An alternative conversational idea introduced by AskReditt called medium talk encourages people to have interesting conversations with each other that decrease the awkwardness of small talk. People can feel when others are being fake or genuine. When we are fake in conversation we instantly turn others off and can create awkward situations. When we engage in more genuine conversation (medium talk) instead of small talk we realize that the person asking questions might be interested in an actual conversation rather than socially required small talk. I don’t support intrusive or crass questions as medium questions (AskReditt readers posted almost 4300 examples), but instead questions that help you learn something new about the person, even if you are never going to see that person again. People are so used to superficial and meaningless conversations, which I believe are fueled by too much screen time and not enough IRL time, that they have a hard time actually connecting with one another in sincere ways.
When I work with clients who experience social anxiety I encourage them to think about questions that are not a part of traditional small talk.

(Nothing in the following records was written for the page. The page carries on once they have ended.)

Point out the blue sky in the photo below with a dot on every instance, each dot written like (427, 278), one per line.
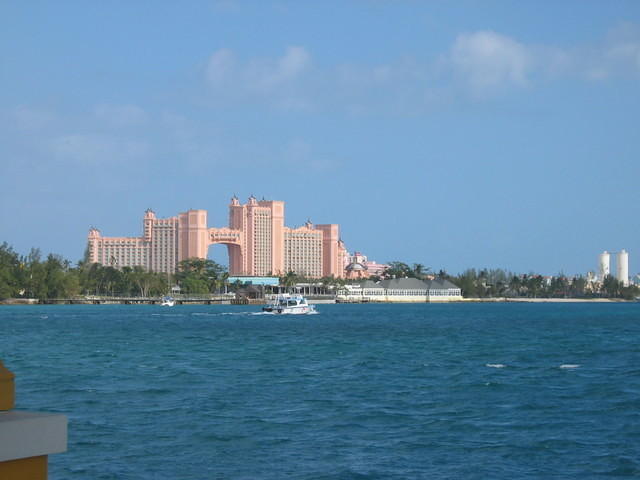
(454, 134)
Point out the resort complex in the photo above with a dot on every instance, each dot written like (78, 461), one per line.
(257, 240)
(400, 290)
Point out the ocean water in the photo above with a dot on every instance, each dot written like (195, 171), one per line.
(469, 391)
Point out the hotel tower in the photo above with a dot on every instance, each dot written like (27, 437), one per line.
(257, 240)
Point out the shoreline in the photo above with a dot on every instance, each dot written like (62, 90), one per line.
(35, 301)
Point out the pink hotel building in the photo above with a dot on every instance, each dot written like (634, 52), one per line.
(257, 240)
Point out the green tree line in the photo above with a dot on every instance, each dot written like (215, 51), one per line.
(487, 283)
(36, 276)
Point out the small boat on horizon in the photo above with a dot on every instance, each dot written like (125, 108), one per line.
(286, 304)
(167, 301)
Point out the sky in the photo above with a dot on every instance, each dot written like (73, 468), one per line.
(484, 134)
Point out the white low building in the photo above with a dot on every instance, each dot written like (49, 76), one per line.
(406, 290)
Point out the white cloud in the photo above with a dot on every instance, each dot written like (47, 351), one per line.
(31, 118)
(220, 67)
(488, 61)
(121, 115)
(270, 79)
(97, 149)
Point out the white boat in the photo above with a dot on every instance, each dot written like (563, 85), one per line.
(286, 304)
(167, 302)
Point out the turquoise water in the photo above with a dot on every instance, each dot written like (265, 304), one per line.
(479, 391)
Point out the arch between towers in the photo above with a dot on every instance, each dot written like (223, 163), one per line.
(233, 239)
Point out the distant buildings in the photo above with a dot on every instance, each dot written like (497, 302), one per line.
(401, 290)
(622, 266)
(358, 266)
(257, 240)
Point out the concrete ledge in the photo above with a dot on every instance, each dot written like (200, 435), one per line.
(31, 434)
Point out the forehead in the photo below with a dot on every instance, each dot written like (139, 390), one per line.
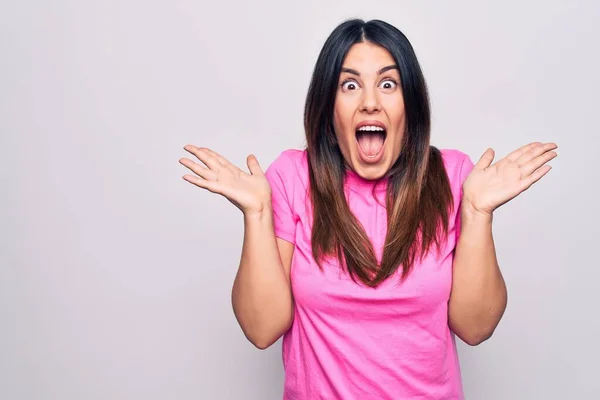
(367, 57)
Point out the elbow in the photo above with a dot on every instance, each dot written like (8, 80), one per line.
(264, 340)
(263, 343)
(476, 338)
(266, 335)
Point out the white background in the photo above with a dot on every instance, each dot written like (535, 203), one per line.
(115, 274)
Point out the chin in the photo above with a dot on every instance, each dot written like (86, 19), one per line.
(371, 172)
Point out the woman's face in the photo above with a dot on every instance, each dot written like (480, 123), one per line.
(369, 116)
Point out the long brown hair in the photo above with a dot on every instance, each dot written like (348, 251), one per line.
(418, 197)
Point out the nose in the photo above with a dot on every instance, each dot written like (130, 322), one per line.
(370, 101)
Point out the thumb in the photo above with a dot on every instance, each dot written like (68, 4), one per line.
(253, 165)
(486, 159)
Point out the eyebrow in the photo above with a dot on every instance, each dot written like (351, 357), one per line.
(381, 71)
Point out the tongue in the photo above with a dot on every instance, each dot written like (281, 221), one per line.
(370, 143)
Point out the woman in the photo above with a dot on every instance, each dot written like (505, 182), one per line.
(370, 249)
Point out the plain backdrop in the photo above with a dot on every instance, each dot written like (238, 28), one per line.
(115, 273)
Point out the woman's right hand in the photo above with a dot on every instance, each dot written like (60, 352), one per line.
(250, 192)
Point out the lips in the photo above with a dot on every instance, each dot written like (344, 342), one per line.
(370, 138)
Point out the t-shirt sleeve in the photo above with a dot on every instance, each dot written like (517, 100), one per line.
(464, 170)
(280, 175)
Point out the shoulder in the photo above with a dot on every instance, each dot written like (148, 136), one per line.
(458, 165)
(456, 162)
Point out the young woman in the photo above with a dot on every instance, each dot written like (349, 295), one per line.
(370, 249)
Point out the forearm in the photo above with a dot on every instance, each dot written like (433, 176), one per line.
(261, 295)
(479, 297)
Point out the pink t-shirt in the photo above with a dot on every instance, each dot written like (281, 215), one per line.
(349, 341)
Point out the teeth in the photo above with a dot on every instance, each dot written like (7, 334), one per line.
(370, 128)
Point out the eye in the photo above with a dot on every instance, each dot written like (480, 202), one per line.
(389, 84)
(349, 85)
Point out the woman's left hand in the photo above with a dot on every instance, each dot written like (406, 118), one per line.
(489, 186)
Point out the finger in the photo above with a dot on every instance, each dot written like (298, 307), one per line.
(486, 159)
(211, 186)
(203, 154)
(535, 176)
(534, 152)
(254, 166)
(513, 156)
(198, 169)
(537, 162)
(222, 160)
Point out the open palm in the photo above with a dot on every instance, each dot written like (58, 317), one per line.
(489, 186)
(250, 192)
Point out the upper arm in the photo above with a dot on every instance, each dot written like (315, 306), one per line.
(286, 251)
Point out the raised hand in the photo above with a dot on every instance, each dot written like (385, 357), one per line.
(489, 186)
(250, 192)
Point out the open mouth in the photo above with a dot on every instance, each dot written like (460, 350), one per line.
(370, 139)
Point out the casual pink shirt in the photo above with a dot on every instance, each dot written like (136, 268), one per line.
(349, 341)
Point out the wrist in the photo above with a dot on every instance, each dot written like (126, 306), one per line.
(470, 214)
(259, 213)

For example, when people attend networking events the same old questions come out: “Who are you?”; “What do you do?”; “What kind of business are you in?”; “Where is your business located?” Questions that are more likely to spark memorable conversations such as “What advice would you give to your younger self when thinking about your career?” or “Would you encourage you own kids to go into your industry?” These questions can be followed up by additional questions that will keep the conversation going in a non-dry small talk kind of way.
The next time you find yourself stuck in a small talk rut step it up to witty medium talk — the event will become more interesting for you and for those with whom you interact.
What are your favorite (non-small talk) questions to ask others?